Effect of thyroid hormone responsive protein (THRP) expression on PC12 cell survival.

Abstract

The thyroid hormone responsive protein (THRP) is a novel gene product that remains responsive to thyroid hormone in the cerebral cortex of adult rats. The biological effects of THRP are currently unknown. Since thyroid hormones (TH) are known to cause cell death in primary neuronal cultures, the effect of exogenous THRP expression on PC12 cell viability was investigated.
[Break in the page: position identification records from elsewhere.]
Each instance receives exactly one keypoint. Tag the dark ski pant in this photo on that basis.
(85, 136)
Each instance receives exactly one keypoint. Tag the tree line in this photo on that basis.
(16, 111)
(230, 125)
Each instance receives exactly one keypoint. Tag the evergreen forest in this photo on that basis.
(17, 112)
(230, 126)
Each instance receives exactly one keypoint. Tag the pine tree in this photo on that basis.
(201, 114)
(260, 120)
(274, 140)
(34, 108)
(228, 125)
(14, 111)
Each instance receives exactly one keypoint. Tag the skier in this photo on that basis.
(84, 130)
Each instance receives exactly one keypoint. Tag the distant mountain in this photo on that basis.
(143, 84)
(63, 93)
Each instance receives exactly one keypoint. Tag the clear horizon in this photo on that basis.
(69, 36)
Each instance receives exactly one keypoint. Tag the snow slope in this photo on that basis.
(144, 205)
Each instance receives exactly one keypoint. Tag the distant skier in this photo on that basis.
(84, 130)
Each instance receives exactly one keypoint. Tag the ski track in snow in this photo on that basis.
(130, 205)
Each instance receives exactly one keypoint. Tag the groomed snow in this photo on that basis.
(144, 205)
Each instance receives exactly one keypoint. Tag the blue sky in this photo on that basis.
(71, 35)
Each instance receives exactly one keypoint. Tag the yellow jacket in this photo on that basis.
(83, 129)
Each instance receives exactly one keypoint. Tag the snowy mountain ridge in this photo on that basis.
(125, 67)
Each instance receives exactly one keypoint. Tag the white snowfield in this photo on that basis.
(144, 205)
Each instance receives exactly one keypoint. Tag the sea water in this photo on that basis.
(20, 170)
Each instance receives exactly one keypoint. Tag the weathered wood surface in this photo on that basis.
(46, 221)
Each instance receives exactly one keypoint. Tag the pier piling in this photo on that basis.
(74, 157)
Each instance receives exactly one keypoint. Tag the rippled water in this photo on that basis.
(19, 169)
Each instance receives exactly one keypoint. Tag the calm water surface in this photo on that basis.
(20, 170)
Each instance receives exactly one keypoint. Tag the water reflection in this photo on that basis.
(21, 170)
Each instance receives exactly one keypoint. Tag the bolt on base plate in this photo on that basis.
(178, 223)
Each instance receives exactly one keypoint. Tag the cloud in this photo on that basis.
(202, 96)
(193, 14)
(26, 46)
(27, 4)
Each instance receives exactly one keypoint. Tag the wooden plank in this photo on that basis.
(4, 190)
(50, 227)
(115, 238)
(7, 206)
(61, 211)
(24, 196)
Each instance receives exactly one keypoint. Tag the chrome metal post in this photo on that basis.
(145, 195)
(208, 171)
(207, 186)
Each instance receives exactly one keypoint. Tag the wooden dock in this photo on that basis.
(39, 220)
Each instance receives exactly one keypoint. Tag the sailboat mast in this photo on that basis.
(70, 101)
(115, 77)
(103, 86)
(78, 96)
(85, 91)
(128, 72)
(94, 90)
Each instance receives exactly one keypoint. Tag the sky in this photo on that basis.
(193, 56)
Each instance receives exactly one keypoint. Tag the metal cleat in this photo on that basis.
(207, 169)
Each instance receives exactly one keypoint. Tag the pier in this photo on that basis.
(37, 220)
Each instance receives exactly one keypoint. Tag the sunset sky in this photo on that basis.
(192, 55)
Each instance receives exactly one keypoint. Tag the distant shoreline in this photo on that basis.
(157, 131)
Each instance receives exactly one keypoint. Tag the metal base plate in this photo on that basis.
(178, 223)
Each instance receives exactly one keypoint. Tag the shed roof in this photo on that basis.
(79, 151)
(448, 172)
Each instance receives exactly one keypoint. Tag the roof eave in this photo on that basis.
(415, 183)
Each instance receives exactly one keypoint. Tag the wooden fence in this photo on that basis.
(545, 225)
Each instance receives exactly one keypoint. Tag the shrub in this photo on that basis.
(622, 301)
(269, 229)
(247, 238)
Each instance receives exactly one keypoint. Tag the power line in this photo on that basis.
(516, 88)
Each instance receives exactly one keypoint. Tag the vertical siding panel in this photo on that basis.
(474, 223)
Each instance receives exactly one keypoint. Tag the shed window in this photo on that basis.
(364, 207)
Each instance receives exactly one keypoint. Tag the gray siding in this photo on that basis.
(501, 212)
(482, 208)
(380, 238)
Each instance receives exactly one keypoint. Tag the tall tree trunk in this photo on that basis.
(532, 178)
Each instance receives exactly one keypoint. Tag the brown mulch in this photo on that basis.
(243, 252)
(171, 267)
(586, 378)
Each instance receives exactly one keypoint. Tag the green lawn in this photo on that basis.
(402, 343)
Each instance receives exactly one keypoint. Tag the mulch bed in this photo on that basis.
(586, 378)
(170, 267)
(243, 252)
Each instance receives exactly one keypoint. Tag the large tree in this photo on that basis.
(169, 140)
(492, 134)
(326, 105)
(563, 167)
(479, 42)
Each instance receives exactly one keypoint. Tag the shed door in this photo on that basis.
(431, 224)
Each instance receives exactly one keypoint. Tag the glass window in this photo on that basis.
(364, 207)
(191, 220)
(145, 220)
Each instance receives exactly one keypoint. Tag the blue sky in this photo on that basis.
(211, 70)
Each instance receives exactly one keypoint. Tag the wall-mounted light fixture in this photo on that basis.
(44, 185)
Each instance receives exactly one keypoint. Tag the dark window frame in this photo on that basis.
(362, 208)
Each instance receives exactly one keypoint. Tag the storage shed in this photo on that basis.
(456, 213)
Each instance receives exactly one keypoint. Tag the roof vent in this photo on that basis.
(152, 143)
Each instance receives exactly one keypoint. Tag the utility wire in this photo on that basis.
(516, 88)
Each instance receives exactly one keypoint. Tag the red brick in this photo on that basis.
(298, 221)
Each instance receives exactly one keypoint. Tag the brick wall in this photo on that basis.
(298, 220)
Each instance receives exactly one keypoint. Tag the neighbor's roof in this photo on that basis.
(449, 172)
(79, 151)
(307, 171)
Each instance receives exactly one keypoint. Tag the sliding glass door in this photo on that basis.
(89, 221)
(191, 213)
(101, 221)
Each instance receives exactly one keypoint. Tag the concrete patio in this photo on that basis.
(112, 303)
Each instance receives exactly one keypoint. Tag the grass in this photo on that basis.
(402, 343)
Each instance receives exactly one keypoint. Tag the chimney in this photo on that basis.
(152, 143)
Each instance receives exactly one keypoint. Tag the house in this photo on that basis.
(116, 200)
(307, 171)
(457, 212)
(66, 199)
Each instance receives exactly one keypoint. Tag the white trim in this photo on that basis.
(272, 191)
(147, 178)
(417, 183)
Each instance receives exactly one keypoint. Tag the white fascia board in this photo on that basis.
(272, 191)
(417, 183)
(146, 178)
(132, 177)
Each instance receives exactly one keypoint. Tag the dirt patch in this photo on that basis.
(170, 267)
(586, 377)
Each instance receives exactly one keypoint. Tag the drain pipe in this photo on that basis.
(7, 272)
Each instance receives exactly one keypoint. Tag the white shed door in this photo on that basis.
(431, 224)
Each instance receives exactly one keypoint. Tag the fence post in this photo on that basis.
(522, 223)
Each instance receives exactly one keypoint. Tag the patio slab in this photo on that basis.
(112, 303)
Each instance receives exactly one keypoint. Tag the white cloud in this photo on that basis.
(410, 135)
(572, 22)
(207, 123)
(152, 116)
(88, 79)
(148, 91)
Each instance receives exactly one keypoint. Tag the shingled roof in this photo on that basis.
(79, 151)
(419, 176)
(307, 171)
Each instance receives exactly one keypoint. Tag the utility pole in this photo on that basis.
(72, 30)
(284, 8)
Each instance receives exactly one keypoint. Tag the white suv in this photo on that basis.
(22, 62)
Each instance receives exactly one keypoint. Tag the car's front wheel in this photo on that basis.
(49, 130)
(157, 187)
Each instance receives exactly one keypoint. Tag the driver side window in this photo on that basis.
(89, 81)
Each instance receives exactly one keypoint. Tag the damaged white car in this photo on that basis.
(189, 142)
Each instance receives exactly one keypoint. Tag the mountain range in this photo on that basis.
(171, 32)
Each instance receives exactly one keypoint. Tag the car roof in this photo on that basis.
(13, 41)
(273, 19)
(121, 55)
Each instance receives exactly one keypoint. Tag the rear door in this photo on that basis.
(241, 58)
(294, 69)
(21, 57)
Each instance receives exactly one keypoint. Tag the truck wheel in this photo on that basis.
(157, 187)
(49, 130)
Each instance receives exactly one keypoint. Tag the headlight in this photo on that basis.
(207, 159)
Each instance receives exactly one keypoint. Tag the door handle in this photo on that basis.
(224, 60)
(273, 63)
Co-transfection of the THRP expression plasmid with the selectable marker pSV2neo resulted in a lower number of surviving PC12 cells compared to transfection with pSV2neo and the empty vector, pSVL. Similar results were observed when PC12 cells were transfected with the plasmid pCMV. SPORT beta-gal with and without pSVL-THRP. However, expression of exogenous THRP in the colonic epithelial cell line Caco-2 and the glial cell line U251 had no effect on cell viability. Coexpression of THRP with either the wild-type (WT)-c-Abl or a kinase-defective mutant c-Abl (K290R) did not alter the cell viability changes induced by THRP alone. Under these experimental conditions the predominant form of cell death was necrosis as evidenced by in situ analyses, such as terminal deoxynucleotidyl transferase (TdT)-mediated dUTP-biotin nick end labeling (TUNEL) and staining with membrane permeating and non-permeating nuclear dyes, Hoechst 33342 and propidium iodide respectively. In addition cell cycle arrest induced by THRP was demonstrated by reduced (3)H-thymidine incorporation into cellular DNA. The number of PC12 cells treated with 10(-7) M of l-3, 5, 3'-triiodothyronine (T(3)) was significantly reduced after the fourth day of culture. Treatment of the cells with T(3 )resulted in a dose dependent induction of THRP mRNA. It is concluded that: (1). THRP expression induces PC12 cell death; (2). under these experimental conditions the form of cell death is predominantly necrosis although cell cycle arrest may also occur; (3). the effect of THRP on cell viability is not modulated by c-Abl tyrosine kinase; and (4). the effect of T(3 )treatment on PC12 cell survival may be mediated by THRP.